We want to balance increasing revenue, increasing profit, and increasing quality of life for everyone at Moraware.

Increasing revenue and profit are pretty obvious and easy to measure. Those are the economic engines that let us stay in business and have a buffer in case the economy gets worse or we want to invest more heavily in expanding our business.

The reason we look at both revenue and profit is that we don’t plan on growing at all costs. We’ve been running this business since 2003, and we’re in it for the long haul. At this point, we don’t want to “risk it all” in order to pursue our next big opportunity. That means that although we keep growing at a nice pace, from the inside the changes look pretty small in any given month.

Quality of Life

But… quality of life is a little tougher to pin down. Quality of life means different things to different people. It might be getting paid more, and that’s a huge part of why we all work. But, that’s not the only factor that’s important.

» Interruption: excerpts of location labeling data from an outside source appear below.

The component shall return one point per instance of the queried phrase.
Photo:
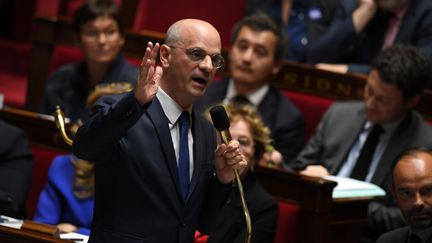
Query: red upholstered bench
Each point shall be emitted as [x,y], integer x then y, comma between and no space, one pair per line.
[13,71]
[312,107]
[63,55]
[42,161]
[14,88]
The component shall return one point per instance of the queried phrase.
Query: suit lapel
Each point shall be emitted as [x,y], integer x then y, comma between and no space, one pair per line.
[160,123]
[398,140]
[199,137]
[355,127]
[267,114]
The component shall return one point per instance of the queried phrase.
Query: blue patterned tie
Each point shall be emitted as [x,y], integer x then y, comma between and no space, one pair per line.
[183,167]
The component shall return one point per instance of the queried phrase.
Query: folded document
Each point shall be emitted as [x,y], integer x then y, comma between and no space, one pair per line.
[349,188]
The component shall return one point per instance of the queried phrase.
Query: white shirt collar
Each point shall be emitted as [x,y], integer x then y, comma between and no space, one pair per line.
[171,109]
[254,97]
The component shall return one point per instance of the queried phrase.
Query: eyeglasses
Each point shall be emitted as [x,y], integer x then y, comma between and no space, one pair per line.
[245,142]
[95,35]
[197,54]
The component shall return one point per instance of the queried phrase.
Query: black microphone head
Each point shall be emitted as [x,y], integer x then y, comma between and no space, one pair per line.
[219,117]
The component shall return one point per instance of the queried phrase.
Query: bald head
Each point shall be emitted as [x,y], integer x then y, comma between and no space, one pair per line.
[191,29]
[412,187]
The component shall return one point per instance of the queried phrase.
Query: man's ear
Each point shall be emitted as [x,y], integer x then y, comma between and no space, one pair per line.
[276,68]
[165,55]
[77,40]
[412,102]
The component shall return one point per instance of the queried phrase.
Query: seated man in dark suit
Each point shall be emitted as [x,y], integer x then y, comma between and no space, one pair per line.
[256,54]
[16,164]
[362,28]
[99,33]
[411,186]
[361,139]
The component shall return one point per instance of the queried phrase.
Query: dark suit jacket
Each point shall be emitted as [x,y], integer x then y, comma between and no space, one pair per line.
[341,43]
[137,197]
[285,121]
[16,164]
[263,210]
[400,235]
[396,236]
[332,141]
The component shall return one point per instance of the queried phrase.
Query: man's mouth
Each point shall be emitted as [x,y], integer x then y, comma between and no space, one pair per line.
[200,80]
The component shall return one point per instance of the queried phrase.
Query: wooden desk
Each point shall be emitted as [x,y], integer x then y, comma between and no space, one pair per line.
[41,131]
[322,219]
[23,235]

Depending on who you are, you might be motivated by having more autonomy over a project, doing more meaningful work, having fun coworkers, and a million other things. Quality of life in all of those ways is as important as the money stuff, and we have to keep a close eye on it.

Because quality of life is so core to our company, it’s everyone’s responsibility to make sure we’re thinking about how to keep improving it in a systematic way. Recently, that’s been trying to reduce some of the administrative work for our team (boring stuff like billing) through automation. We’ve also worked on making our roles and jobs more clear so that you know that you’re working on the right thing.

Plus, as a company we have a generous profit-sharing plan. We want everyone to think about this company as if they’re an owner, and sharing in the profits helps confirm that philosophy.

Keep improving the guiding principles

When revenue, profit, and quality of life are improving, then we know we’re succeeding. If one of them goes down, we should try to trace it to a reason (for example, hiring a new employee will reduce profit, economic downturn might reduce revenue, crisis might reduce quality of life temporarily, etc.)

Sometimes one of those might less than perfect, but long-term we want balance.